Le mur virtuel de Trump, Kenneth Rogoff, Professor of Economics and Public Policy at
Harvard University and… Project Syndicate
Kenneth Rogoff, Professor of Economics and Public Policy at Harvard University and recipient
of the 2011 Deutsche Bank Prize in Financial Economics, was the chief economist of the
International Monetary Fund from 2001 to 2003. The co-author of This Time is Different: Eight
Centuries of Financial Fol… read more. MAR 8, 2017. Traduit de l’anglais par Martin Morel
CAMBRIDGE – À de nombreux égards, le projet du Parti républicain visant à appliquer une « taxe
d’ajustement frontalier » aux États-Unis apparaît comme le complément virtuel du mur bien réel
que le président Donald Trump entend construire à la frontière mexicaine. Bien que la question
d’une taxe d’ajustement aux frontières ne soit pas ancrée dans la conscience du public aussi
profondément que la question du mur physique envisagé par Trump, cette taxe pourrait bien
impacter l’Américain moyen dans une mesure beaucoup plus importante – et pas nécessairement
favorable.
En surface, l’idée de base consiste à imposer une taxe d’environ 20 % sur les importations, ainsi
qu’à accorder, dans une mesure équivalente, un certain nombre d’allégements d’impôts du côté des
exportations. Réaction instinctive, la plupart des partisans populistes y voient une très bonne
nouvelle pour les emplois américains, puisqu’il s’agit d’encourager les exportations et de dissuader
les importations. Seulement voilà, comme le soulignent de nombreux observateurs, cette logique
néglige un important écueil : les États-Unis appliquent un système de taux de change flottants.

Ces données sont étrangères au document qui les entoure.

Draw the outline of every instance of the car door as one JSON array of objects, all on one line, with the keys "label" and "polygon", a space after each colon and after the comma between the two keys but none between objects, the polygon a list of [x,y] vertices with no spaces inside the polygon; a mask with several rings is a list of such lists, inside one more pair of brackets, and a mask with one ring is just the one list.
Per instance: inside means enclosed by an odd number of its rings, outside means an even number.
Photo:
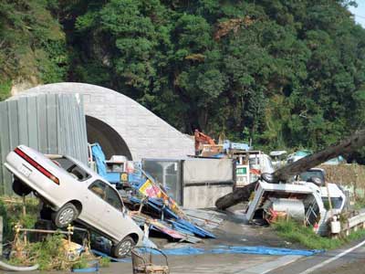
[{"label": "car door", "polygon": [[83,201],[85,205],[83,205],[82,216],[80,216],[81,220],[98,229],[102,228],[99,220],[107,206],[105,203],[107,189],[107,184],[100,180],[96,180],[89,185]]},{"label": "car door", "polygon": [[123,204],[117,190],[108,185],[105,201],[108,203],[102,216],[101,222],[109,234],[117,240],[121,240],[129,228],[129,222],[125,219],[127,215],[123,213]]}]

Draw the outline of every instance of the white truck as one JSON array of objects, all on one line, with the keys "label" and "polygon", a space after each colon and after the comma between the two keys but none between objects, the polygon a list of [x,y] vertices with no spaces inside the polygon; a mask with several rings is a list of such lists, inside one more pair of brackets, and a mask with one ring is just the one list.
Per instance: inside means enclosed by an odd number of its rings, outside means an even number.
[{"label": "white truck", "polygon": [[269,174],[263,174],[245,216],[248,221],[264,219],[270,223],[287,216],[326,235],[328,219],[339,215],[345,206],[346,195],[341,188],[336,184],[324,184],[323,169],[312,168],[290,184],[272,184]]}]

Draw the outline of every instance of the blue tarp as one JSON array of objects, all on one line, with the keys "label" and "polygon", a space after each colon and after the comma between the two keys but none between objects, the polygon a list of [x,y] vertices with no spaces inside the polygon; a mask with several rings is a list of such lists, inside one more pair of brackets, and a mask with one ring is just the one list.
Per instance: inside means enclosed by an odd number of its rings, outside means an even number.
[{"label": "blue tarp", "polygon": [[[184,255],[202,255],[202,254],[261,254],[261,255],[300,255],[313,256],[324,252],[324,250],[306,250],[306,249],[289,249],[268,247],[245,247],[245,246],[215,246],[211,249],[196,248],[179,248],[162,249],[166,255],[184,256]],[[152,251],[153,254],[159,254]]]},{"label": "blue tarp", "polygon": [[[96,142],[91,146],[92,156],[97,163],[98,174],[107,179],[107,165],[105,163],[105,155],[101,146]],[[108,180],[108,179],[107,179]]]}]

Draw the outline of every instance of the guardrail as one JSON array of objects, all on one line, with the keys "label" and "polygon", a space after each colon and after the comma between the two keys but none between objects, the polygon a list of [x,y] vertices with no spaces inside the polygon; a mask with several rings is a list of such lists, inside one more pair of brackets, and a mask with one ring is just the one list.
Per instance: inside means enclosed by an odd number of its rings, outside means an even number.
[{"label": "guardrail", "polygon": [[365,212],[348,218],[342,225],[341,233],[349,236],[350,231],[357,231],[359,228],[365,228]]}]

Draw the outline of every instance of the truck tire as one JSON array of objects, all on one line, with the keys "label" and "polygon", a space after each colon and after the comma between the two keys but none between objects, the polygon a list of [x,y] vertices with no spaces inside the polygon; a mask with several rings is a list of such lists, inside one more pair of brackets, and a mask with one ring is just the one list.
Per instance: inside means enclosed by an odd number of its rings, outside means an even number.
[{"label": "truck tire", "polygon": [[52,214],[52,220],[56,227],[62,228],[71,224],[78,216],[78,211],[76,206],[71,203],[67,203]]},{"label": "truck tire", "polygon": [[20,179],[17,177],[14,177],[12,187],[15,194],[18,195],[19,196],[26,196],[32,192],[32,189],[20,181]]},{"label": "truck tire", "polygon": [[111,256],[119,258],[124,258],[130,252],[135,245],[136,243],[131,237],[127,236],[117,245],[111,247]]}]

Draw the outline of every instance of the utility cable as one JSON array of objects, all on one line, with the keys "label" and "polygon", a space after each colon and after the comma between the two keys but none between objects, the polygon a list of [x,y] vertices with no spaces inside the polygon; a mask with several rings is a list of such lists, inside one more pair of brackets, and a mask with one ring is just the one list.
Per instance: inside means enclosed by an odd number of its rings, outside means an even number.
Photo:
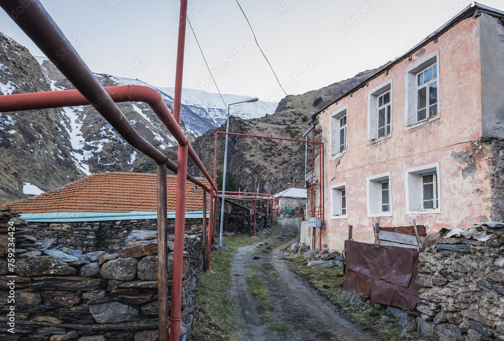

Un dollar plus fort – conséquence probable d’une taxe d’ajustement aux frontières – permet aux
Américains de payer moins cher leur importations (puisqu’un dollar équivaut à davantage en
devise étrangère) et rend réciproquement les exportations américaines plus coûteuses pour les pays
étrangers. L’hypothèse scolaire mise en avant consiste à affirmer que l’effet de change
contrebalancera intégralement la taxe, et que la balance commerciale demeurera inchangée. Si
vous pensez que la proposition des Républicains est une supercherie, vous avez sans doute raison,
mais nous y reviendrons.
Plusieurs économistes universitaires largement reconnus se disent favorables à l’idée d’un
ajustement frontalier, mais pour des raisons tout à fait différentes. Ils considèrent comme acquis
que le taux de change augmentera effectivement jusqu’à neutraliser les effets commerciaux d’une
taxe d’ajustement aux frontières, et cela ne leur pose pas de problème.
Pour commencer, les États-Unis importent bien davantage qu’ils n’exportent, et enregistrent par
conséquent un important déficit commercial, avec un déficit de « balance courante » (plus large
mesure) aux alentours de 2,5 % du PIB. Bien que ce chiffre se soit considérablement amélioré par
rapport aux déficits de 6 % du PIB observés aux États-Unis il y a dix ans, le pays importe encore
beaucoup plus qu’il n’exporte, ce qui signifie que le gouvernement peut espérer tirer bien
davantage de recettes de sa taxe de 20 % sur les importations que ce qu’il lui faudrait concéder aux
exportateurs en termes d’allégements fiscaux. En effet, le programme de taxe/subventions
pourrait, du moins sur le papier, lui rapporter chaque année près de 90 milliards $.
Et la magie ne s’arrête pas là. Bien que cela puisse surprendre ceux qui ont pour habitude de
considérer les importations et exportations comme un strict phénomène du « nous contre eux »,
près de la moitié de l’ensemble des échanges commerciaux sont en réalité des échanges intra-
entreprise – c’est-à-dire des transactions entre divisions étrangère et américaines d’une seule et
même société. Et dans la mesure où l’impôt sur les sociétés américaines compte parmi les plus
élevés au monde, les entreprises s’efforcent d’attribuer à leurs filiales situées à l’étranger autant de
valeur que possible, et un minimum de valeur à celles qui sont basées aux États-Unis.